Growers are working with the state agriculture department and Colorado State University, which has already conducted four educational sessions with growers on traceability, safe handling and other issues. More sessions are planned more in the future, said Mike Bartolo, specialist at the university’s Arkansas Valley Research Center in Rocky Ford.
“In 21 years, I’ve never seen this kind of input from growers,” Bartolo said. “We’ve been amazed by the amount of energy growers have put into learning as much as they possibly can.”
Colorado State University also is ramping up its efforts to communicate directly with consumers about safe handling of cantaloupes through retail point-of-sale, web-based and other materials, Bartolo said.
The centerpiece of the changes are government-based audits.

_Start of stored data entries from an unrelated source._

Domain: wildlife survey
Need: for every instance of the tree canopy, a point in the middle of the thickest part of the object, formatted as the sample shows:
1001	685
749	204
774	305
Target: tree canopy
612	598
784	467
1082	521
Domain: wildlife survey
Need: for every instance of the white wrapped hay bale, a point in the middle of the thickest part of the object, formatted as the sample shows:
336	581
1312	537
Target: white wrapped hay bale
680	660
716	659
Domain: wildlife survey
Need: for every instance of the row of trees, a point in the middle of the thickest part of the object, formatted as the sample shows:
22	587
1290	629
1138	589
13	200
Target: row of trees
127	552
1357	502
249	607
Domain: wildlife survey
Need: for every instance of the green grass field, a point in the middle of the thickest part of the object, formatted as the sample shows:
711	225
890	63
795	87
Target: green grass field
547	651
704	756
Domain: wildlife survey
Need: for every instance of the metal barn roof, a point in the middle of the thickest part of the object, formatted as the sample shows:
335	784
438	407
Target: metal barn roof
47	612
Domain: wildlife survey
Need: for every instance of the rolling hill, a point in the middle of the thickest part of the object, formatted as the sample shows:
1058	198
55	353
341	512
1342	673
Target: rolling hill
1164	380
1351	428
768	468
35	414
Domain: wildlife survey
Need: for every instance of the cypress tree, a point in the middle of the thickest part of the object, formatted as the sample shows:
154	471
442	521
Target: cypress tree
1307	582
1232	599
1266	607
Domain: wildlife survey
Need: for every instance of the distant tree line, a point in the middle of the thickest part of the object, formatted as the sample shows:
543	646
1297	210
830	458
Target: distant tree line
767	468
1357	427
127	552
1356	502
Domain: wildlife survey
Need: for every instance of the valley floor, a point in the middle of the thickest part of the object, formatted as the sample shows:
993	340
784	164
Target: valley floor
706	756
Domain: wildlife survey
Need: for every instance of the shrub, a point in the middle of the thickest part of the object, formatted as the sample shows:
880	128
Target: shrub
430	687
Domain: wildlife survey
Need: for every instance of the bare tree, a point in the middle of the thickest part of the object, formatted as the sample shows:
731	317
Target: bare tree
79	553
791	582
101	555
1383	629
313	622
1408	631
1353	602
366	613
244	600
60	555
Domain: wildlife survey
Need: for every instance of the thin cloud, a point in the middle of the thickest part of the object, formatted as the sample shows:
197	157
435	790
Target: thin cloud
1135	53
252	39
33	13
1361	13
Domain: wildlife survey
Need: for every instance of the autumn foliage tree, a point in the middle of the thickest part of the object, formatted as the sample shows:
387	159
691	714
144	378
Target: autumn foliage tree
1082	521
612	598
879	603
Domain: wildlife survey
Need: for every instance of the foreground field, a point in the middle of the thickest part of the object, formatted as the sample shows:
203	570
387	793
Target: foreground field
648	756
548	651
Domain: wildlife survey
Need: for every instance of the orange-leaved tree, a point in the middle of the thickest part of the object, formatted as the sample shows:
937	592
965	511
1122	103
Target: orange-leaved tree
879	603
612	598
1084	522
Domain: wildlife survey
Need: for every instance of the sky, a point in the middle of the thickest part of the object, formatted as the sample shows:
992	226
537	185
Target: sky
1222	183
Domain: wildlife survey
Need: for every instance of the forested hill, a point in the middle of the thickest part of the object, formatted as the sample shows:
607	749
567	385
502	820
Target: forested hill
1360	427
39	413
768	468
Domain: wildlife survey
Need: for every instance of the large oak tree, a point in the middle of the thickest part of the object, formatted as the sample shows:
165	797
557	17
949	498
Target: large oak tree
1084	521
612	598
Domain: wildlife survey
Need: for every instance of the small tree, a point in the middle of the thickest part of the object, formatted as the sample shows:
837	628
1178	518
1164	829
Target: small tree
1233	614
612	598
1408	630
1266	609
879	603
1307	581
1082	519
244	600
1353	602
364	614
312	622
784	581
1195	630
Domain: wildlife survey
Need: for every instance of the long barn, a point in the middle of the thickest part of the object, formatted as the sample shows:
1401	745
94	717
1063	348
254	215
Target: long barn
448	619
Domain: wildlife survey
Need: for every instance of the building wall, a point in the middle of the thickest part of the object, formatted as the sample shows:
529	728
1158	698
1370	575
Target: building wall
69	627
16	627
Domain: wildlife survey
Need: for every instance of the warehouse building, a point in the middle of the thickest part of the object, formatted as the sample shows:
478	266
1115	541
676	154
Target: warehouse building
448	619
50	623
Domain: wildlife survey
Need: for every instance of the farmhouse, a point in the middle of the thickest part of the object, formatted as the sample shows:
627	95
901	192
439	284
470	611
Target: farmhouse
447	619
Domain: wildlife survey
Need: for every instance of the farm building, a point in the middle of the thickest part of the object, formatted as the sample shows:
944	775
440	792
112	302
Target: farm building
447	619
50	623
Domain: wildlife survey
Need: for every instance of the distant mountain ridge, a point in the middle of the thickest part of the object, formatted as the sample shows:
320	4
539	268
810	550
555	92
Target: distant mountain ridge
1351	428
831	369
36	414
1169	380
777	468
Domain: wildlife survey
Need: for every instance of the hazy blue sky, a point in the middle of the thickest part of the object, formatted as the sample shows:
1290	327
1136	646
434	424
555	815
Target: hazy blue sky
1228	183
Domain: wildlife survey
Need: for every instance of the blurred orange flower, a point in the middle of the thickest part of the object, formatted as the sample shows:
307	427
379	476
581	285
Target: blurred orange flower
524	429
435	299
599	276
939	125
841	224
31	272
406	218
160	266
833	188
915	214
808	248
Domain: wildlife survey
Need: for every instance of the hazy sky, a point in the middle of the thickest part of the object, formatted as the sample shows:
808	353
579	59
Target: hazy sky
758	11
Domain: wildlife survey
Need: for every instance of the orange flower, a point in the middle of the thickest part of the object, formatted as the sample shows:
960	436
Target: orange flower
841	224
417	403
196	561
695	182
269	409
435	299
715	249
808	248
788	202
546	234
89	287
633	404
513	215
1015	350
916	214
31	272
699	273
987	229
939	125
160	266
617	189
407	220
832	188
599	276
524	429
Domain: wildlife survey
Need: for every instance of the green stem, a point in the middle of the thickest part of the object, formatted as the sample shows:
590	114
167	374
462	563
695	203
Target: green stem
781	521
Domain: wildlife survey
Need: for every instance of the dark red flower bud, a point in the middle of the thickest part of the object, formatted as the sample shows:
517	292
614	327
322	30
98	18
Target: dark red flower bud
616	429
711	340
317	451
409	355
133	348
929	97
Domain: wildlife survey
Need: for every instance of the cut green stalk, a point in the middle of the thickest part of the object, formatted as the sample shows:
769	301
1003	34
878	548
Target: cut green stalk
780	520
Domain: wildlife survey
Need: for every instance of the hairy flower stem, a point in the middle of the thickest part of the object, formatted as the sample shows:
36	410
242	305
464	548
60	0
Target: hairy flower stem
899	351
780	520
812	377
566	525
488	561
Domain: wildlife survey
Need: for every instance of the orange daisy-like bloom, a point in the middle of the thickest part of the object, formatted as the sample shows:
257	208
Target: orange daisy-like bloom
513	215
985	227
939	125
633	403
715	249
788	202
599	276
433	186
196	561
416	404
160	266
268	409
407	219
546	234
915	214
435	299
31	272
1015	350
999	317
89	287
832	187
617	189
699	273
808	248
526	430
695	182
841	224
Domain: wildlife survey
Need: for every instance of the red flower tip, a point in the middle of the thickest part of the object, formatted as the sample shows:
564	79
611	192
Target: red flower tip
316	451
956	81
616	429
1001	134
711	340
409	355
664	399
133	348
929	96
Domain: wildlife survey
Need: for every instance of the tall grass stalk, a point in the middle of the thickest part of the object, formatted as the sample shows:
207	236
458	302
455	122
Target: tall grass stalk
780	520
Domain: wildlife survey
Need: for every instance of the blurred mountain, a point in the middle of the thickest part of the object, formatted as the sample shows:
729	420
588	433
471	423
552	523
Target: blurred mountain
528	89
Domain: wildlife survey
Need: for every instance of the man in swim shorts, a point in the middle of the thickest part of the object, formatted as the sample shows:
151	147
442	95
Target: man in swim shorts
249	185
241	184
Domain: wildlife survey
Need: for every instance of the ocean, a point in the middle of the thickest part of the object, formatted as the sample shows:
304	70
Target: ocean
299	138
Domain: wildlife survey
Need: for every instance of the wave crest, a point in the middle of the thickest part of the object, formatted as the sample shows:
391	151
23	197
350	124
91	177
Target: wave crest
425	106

Growers will submit to at least two audits each season, said Tracy Vanderpool, who heads the department’s fruit and vegetable inspection office.
The first audit will be announced at the beginning of the growing season, Vanderpool said, and the other will be unannounced.
“We have 100% buy-in with growers, so I’m excited about it,” he said.
In addition to state audits, the new growers association has endorsed box-level traceability for Rocky Ford cantaloupes, Hirakata said.